Welcome to the Social = Join the Welfare Line, Zune

Playwright George Bernard Shaw has said that “England and America are two countries divided by a common language,” and as I’m based in the U.K., I know this only too well. In the U.S., you leave out the letter “u” from a lot of words, and pants have a whole different meaning over there. This causes no end of headaches for the EIC, as he has to “correct” my English for the site’s readership, but at least I can claim to be bilingual now – I can type in U.S. and U.K. English.

Case in point: global marketing slogans. Apple seems to understand them: when it launches an iPod, the slogan is simple and unambiguous – “1000 songs in your pocket.” No real issues with “pocket” meaning anything other than a small pouch-like compartment, most likely in your clothes. But Microsoft has now trotted out its new slogan for Zune: “Welcome to the Social.” Or as it appears on the Zune’s package, which you can see opened up by General Manager of Marketing for Microsoft (and British ex-pat) Chris Stephenson:

Wel-
come
to the
social

Try to ignore all the spin that went into the little video (brown is the new black? Where did they draw their focus groups from? Gardeners?), and just focus on that phrase. For American audiences – the target audience for the Zune, according to MacDailyNews –  this is just a way of saying “welcome to the party” or “welcome to the community.” But here in the U.K., “the social” is a phrase used to denote that someone is claiming benefits from Social Security, such as housing allowance, unemployment benefit or other state handout – “they’re on the social.” In other words, buy a Zune and it’s “welcome to the welfare line,” first thing out of the box.
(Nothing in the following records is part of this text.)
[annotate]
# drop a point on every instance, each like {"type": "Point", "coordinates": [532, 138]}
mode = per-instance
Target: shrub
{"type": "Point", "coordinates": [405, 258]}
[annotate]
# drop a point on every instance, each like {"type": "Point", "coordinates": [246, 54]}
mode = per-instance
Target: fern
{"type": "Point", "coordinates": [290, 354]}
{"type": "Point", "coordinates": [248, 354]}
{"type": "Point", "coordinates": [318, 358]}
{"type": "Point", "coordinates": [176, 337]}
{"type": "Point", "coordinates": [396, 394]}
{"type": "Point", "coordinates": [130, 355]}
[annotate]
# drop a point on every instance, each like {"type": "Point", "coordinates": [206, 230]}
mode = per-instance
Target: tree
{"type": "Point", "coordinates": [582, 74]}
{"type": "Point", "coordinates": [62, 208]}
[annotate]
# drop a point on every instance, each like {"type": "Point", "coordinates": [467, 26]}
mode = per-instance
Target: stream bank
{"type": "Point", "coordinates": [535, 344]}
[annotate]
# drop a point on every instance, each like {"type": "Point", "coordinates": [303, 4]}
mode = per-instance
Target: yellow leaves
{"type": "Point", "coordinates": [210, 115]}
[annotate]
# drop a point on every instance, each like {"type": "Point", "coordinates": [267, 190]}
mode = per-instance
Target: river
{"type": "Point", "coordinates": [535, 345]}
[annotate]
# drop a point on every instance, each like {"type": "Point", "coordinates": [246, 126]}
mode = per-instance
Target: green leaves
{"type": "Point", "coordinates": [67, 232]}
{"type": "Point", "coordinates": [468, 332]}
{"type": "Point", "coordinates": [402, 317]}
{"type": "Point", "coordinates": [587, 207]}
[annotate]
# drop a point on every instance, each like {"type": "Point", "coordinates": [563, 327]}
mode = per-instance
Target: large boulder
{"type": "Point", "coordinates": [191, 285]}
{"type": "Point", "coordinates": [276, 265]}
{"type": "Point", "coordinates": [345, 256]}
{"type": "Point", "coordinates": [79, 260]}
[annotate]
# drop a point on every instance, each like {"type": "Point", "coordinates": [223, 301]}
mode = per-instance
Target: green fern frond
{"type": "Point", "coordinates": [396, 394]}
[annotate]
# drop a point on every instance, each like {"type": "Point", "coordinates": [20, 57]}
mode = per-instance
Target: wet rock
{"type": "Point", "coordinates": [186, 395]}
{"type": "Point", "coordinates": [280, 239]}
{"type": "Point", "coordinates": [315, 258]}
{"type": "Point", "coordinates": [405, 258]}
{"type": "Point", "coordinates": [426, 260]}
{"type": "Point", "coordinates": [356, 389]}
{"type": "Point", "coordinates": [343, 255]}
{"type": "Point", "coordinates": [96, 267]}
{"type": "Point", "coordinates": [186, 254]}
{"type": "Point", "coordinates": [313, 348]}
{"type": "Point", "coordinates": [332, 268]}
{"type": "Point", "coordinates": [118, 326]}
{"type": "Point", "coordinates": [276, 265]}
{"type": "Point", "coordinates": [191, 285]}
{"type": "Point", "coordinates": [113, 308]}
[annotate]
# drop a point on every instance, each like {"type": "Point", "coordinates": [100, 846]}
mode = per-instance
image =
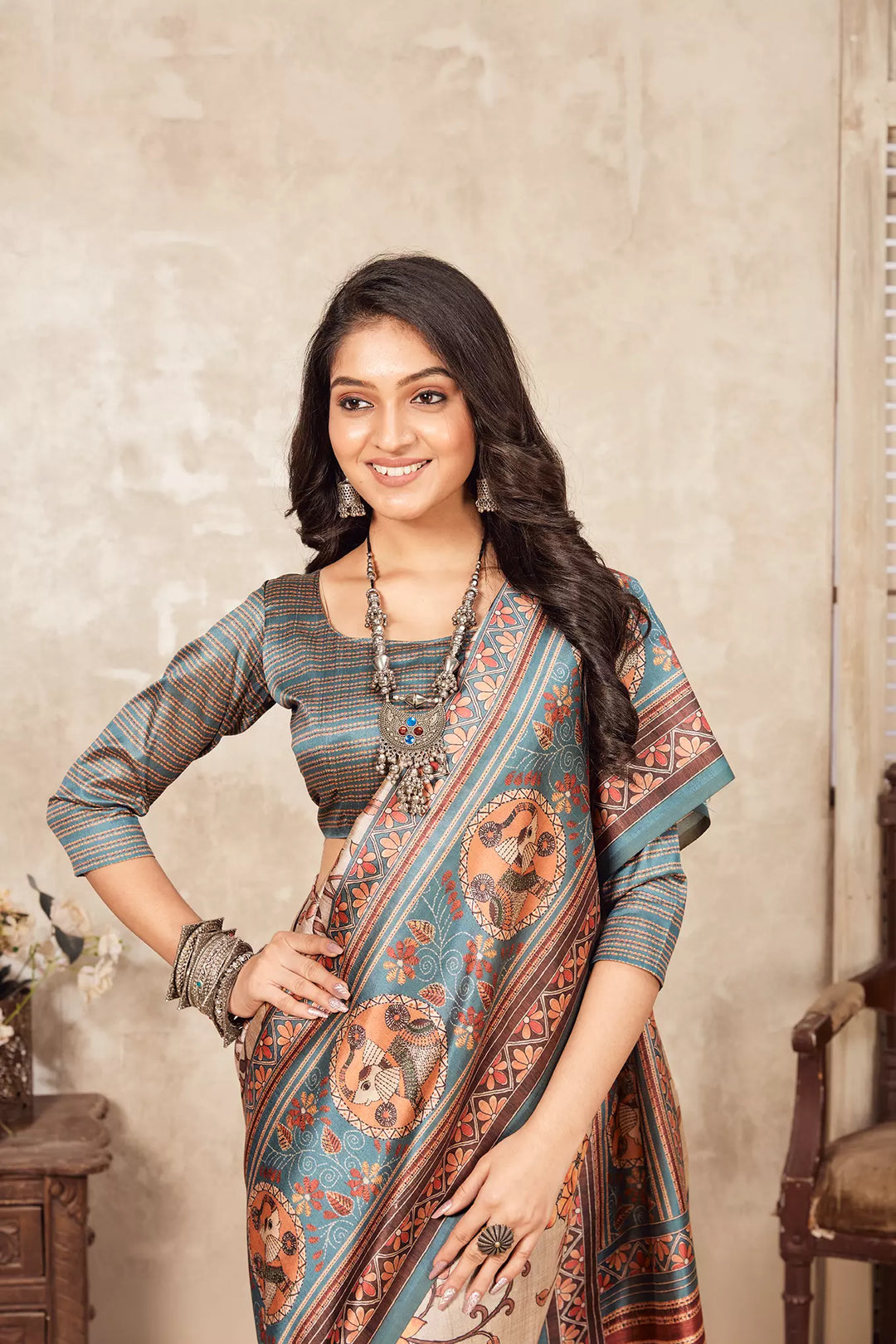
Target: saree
{"type": "Point", "coordinates": [468, 936]}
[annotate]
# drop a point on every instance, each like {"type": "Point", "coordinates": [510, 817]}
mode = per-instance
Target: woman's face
{"type": "Point", "coordinates": [398, 422]}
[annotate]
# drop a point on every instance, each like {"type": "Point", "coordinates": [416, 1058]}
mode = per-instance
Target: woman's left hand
{"type": "Point", "coordinates": [514, 1185]}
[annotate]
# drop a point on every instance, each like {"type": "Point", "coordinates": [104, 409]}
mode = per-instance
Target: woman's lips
{"type": "Point", "coordinates": [405, 477]}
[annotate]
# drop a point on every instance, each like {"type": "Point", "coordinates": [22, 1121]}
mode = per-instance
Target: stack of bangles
{"type": "Point", "coordinates": [207, 962]}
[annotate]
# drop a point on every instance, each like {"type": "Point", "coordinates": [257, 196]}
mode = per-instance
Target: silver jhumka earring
{"type": "Point", "coordinates": [349, 503]}
{"type": "Point", "coordinates": [485, 500]}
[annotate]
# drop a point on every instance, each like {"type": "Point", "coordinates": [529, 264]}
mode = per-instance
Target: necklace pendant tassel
{"type": "Point", "coordinates": [411, 750]}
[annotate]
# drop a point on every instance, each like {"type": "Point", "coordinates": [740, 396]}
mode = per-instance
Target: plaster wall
{"type": "Point", "coordinates": [648, 192]}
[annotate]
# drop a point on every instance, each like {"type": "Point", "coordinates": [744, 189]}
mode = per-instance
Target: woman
{"type": "Point", "coordinates": [460, 1122]}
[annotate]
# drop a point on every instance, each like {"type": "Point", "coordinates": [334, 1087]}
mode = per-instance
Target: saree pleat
{"type": "Point", "coordinates": [468, 938]}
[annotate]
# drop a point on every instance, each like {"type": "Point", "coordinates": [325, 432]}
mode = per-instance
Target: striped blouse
{"type": "Point", "coordinates": [278, 648]}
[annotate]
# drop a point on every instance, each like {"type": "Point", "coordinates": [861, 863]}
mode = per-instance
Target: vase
{"type": "Point", "coordinates": [17, 1066]}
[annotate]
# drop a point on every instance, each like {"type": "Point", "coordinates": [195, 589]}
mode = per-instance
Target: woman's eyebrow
{"type": "Point", "coordinates": [402, 382]}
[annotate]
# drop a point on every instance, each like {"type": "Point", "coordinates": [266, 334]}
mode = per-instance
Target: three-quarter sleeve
{"type": "Point", "coordinates": [214, 686]}
{"type": "Point", "coordinates": [642, 906]}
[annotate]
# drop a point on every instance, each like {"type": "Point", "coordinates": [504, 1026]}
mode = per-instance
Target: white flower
{"type": "Point", "coordinates": [95, 980]}
{"type": "Point", "coordinates": [71, 917]}
{"type": "Point", "coordinates": [109, 945]}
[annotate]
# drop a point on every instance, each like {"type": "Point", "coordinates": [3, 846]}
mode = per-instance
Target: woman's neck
{"type": "Point", "coordinates": [429, 543]}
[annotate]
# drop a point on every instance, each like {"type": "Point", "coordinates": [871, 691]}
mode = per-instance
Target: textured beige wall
{"type": "Point", "coordinates": [646, 191]}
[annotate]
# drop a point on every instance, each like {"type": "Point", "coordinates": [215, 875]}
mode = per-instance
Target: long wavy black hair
{"type": "Point", "coordinates": [536, 538]}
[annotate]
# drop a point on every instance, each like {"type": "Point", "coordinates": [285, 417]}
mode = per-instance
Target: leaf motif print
{"type": "Point", "coordinates": [544, 733]}
{"type": "Point", "coordinates": [331, 1142]}
{"type": "Point", "coordinates": [422, 930]}
{"type": "Point", "coordinates": [340, 1203]}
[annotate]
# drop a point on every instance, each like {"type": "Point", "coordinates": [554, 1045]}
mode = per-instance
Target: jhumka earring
{"type": "Point", "coordinates": [349, 503]}
{"type": "Point", "coordinates": [485, 500]}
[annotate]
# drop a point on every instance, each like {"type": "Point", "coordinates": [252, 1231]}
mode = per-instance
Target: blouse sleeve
{"type": "Point", "coordinates": [642, 906]}
{"type": "Point", "coordinates": [212, 686]}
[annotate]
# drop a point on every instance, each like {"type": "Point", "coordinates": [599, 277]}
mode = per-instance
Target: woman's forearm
{"type": "Point", "coordinates": [141, 895]}
{"type": "Point", "coordinates": [617, 1003]}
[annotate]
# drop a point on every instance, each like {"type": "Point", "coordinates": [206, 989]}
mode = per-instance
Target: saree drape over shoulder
{"type": "Point", "coordinates": [468, 936]}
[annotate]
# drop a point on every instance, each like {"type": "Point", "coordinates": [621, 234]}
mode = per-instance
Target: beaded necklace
{"type": "Point", "coordinates": [411, 747]}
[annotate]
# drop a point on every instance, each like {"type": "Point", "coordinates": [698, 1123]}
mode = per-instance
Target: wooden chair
{"type": "Point", "coordinates": [839, 1199]}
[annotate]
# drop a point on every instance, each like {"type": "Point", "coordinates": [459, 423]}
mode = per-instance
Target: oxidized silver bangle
{"type": "Point", "coordinates": [207, 962]}
{"type": "Point", "coordinates": [227, 1023]}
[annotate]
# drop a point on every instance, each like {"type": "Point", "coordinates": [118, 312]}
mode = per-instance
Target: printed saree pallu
{"type": "Point", "coordinates": [468, 938]}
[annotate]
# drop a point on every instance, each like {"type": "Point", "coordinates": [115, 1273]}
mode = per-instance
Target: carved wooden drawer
{"type": "Point", "coordinates": [23, 1328]}
{"type": "Point", "coordinates": [21, 1242]}
{"type": "Point", "coordinates": [43, 1220]}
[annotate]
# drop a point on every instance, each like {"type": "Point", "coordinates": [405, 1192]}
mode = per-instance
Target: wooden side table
{"type": "Point", "coordinates": [43, 1220]}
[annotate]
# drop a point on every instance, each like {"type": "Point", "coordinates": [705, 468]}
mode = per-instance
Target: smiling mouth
{"type": "Point", "coordinates": [398, 470]}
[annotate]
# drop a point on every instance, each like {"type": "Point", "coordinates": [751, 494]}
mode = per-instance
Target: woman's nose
{"type": "Point", "coordinates": [392, 429]}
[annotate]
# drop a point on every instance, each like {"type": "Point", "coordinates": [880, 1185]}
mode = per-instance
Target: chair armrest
{"type": "Point", "coordinates": [830, 1011]}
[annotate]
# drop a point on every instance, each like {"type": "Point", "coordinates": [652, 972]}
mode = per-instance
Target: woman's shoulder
{"type": "Point", "coordinates": [290, 597]}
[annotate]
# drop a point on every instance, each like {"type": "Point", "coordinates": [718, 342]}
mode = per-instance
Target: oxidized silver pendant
{"type": "Point", "coordinates": [411, 749]}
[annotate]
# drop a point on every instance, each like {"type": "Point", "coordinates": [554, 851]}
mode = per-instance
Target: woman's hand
{"type": "Point", "coordinates": [516, 1185]}
{"type": "Point", "coordinates": [285, 972]}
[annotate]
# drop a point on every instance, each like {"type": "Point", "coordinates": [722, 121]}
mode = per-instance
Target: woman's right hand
{"type": "Point", "coordinates": [284, 968]}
Such a tagline only makes sense if you realize that Microsoft never sticks with one marketing message for too long, and apparently wasn’t planning to release a Zune player in the United Kingdom until 2008, at least, according to Microsoft’s U.K. Media Director Gordon Frazer. By the time it is released on this side of the pond, the company could have dreamed up all sorts of new slogans, any one of which might seem less amusing than this one. Mind you, the choice of name was a bad one, not just because of the widely-reported Hebrew and Québécois meanings of the word, but for some reason Zune reminds me of throat lozenges. Ones with a nice honey center. And the possible gaffes do not end there.

On a serious note, I’m actually hoping that the Zune arrives in the U.K. before 2008, and that in a way it ensures that Apple does not rest on its laurels. Competition is good and healthy competition is even better. As long as it’s not brown.